Sunday 7 November 2010

Disability
Gregory House




Name


Gregory House (played by Hugh Laurie)

Profession


Chief of Diagnostic Medicine

Disability(/ies)


Leg infarction (an area of tissue death on his leg)

Other Problems


Addicted to Vicodin, a painkiller

Personality

He’s portrayed as a misanthrope (someone who doesn’t like people), cynic, narcissist (essentially elitism, and being selfish), and a curmudgeon (an ill-tempered person whose very stubborn).



House’s disability is a leg infarction, which causes him a lot of pain (hence the use of Vicodin to counter it) and makes him walk with a cane so that he can balance right.

His disability seems to conform to 5 of the 10 stereotypes of disabled people in media – he’s seen as an object of curiosity (in that his boss is constantly trying to find ways to fix it, to the point where at the end of one of the series she forces a surgery on him without his consent to do so), sinister/evil (he’s sometimes driven to violent means in order to get the outcome he wants, such as during a hallucination where he cuts open and kills a patient in order to break himself out of it), laughable (he often makes jokes of it, such as when he annoys a patient to the point of violence and then says “You wouldn’t hit a cripple”), his own worst enemy and a burden (the pain in his leg is implied after the surgery to be imaginary, stemming from his drug addiction which came from the pain to begin with, and he’s looked down upon because of it – he even almost gets sent to jail for it).

Though in some ways the portrayal disability could be seen as very hyperbolic, the show does deal with it in several accurate ways that can come from disability – mainly House’s addiction to painkillers, which a lot of people going through pain can have happen to them (for example, the actor Matthew Perry was in a car crash and subsequently became addicted to the painkillers he got from them).

Shakespeare’s view that when disabilities are used as plot devices distance the audience from the characters and they become only seen through said impairment seems to have been flipped around with this character – the characters that House comes across view him through his impairment, but the audience can relate to him as a character, despite his many differences. Despite the fact that he’s a medical genius, and is always correct when diagnosing patients (other than one time, but he sorts that out at some point during season two, I believe), the other characters doubt his intelligence and often mistake it for arrogance or a stubbornness for Vicodin.

A prime example of this would be when his boss, Lisa Cuddy, refuses to believe House when he tells her that a catatonic patient can be revived by simply injecting him with a certain chemical.

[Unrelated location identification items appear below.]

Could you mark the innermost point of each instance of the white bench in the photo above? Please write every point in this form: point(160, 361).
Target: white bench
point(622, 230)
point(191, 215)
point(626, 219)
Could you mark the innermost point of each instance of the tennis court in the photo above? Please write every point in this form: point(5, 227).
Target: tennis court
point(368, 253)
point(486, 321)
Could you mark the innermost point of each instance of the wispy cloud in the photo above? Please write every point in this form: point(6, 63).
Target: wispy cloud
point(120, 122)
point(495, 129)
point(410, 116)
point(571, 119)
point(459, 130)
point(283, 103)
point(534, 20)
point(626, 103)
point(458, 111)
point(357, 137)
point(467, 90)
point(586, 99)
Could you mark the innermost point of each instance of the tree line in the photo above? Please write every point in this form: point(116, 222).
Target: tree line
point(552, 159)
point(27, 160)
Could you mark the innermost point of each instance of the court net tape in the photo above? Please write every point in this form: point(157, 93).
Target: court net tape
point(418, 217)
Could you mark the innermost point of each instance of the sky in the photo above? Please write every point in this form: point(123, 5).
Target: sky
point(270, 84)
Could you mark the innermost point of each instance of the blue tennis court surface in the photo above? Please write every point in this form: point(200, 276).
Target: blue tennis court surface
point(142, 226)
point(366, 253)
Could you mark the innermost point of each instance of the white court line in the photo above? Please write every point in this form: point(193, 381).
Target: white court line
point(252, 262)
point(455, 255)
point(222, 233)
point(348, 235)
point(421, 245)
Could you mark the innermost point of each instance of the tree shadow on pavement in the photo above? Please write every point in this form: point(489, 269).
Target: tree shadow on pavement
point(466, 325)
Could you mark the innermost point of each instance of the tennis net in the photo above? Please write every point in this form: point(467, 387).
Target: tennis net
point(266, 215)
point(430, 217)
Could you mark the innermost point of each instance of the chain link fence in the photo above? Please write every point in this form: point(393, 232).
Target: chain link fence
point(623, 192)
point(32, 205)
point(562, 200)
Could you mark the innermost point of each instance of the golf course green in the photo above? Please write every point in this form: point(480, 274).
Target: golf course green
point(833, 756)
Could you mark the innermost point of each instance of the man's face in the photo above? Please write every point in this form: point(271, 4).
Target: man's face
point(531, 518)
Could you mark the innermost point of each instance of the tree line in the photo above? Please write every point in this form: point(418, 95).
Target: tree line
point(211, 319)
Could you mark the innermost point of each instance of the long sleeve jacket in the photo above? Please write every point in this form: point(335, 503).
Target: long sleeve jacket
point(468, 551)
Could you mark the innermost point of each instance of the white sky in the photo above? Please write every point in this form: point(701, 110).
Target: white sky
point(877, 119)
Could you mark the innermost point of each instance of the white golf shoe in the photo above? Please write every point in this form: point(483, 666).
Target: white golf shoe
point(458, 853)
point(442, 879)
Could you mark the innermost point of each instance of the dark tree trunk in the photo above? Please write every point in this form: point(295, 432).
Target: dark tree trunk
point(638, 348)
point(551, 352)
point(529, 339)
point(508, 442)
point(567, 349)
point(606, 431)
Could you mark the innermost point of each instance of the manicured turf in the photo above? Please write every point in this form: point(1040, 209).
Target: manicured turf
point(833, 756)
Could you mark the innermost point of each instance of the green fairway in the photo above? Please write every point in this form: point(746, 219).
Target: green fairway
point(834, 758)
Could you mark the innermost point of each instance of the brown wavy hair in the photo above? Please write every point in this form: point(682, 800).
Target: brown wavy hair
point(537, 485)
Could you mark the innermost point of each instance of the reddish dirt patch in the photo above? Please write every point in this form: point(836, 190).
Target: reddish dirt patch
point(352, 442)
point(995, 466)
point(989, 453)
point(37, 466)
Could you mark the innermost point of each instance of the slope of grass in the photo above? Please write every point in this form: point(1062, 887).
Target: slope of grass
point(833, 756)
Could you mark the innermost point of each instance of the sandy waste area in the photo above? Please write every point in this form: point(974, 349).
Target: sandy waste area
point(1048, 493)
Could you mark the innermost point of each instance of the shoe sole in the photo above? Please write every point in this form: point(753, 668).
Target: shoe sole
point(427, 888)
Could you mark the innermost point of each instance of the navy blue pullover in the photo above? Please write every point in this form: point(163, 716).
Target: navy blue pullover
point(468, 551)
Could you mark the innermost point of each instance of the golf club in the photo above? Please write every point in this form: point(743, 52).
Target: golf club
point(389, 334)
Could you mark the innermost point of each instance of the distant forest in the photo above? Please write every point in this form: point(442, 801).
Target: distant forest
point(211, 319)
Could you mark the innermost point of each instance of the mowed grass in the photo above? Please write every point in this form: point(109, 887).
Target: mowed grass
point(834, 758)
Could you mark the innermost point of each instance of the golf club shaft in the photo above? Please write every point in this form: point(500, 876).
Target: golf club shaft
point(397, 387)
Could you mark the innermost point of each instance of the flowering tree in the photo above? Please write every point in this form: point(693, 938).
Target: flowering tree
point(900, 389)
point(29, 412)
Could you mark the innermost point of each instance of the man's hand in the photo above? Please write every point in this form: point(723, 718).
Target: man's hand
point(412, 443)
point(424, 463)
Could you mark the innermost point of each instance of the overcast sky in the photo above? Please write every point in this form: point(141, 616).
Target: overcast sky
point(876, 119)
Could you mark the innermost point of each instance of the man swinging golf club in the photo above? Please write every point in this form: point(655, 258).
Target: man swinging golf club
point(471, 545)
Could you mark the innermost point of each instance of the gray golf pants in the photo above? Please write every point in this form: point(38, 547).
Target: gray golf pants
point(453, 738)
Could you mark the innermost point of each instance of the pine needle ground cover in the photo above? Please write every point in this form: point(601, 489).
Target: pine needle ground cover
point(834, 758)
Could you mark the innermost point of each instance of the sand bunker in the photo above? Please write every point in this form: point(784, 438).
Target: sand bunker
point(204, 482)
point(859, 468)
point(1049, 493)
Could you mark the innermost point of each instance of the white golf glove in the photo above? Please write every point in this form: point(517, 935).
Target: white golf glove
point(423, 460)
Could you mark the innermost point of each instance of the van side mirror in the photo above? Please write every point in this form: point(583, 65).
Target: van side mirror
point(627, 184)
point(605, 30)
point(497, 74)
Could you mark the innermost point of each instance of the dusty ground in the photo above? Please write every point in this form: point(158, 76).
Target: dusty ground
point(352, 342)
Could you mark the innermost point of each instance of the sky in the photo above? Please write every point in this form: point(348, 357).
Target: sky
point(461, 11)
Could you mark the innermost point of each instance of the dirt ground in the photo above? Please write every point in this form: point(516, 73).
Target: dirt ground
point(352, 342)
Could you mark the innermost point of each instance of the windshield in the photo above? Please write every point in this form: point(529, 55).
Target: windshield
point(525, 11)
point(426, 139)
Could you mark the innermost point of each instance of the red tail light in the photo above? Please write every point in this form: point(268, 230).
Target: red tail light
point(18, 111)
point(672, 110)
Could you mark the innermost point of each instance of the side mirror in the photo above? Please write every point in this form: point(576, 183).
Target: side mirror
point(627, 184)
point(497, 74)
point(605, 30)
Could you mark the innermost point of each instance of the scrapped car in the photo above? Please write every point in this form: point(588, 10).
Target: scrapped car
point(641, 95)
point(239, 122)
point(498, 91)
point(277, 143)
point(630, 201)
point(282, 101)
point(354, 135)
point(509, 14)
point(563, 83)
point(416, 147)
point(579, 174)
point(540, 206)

She then gives in to temptation later on and tries it, and it works perfectly, yet she refuses to let House know for fears of it increasing his arrogance, instead letting him feel that he should be more careful when diagnosing patients, if only for lawsuits’ sake.

Overall, I’d say that the way House’s disability is both realistic and fair – despite being intelligently greater than most of the other characters, and being of a higher rank, he is often looked down on because of his disability and his drug addiction. He’s also often pitied, despite his complete disregard for the way his patients actually feel, and even gets shot at one point by someone that he’s a douche to.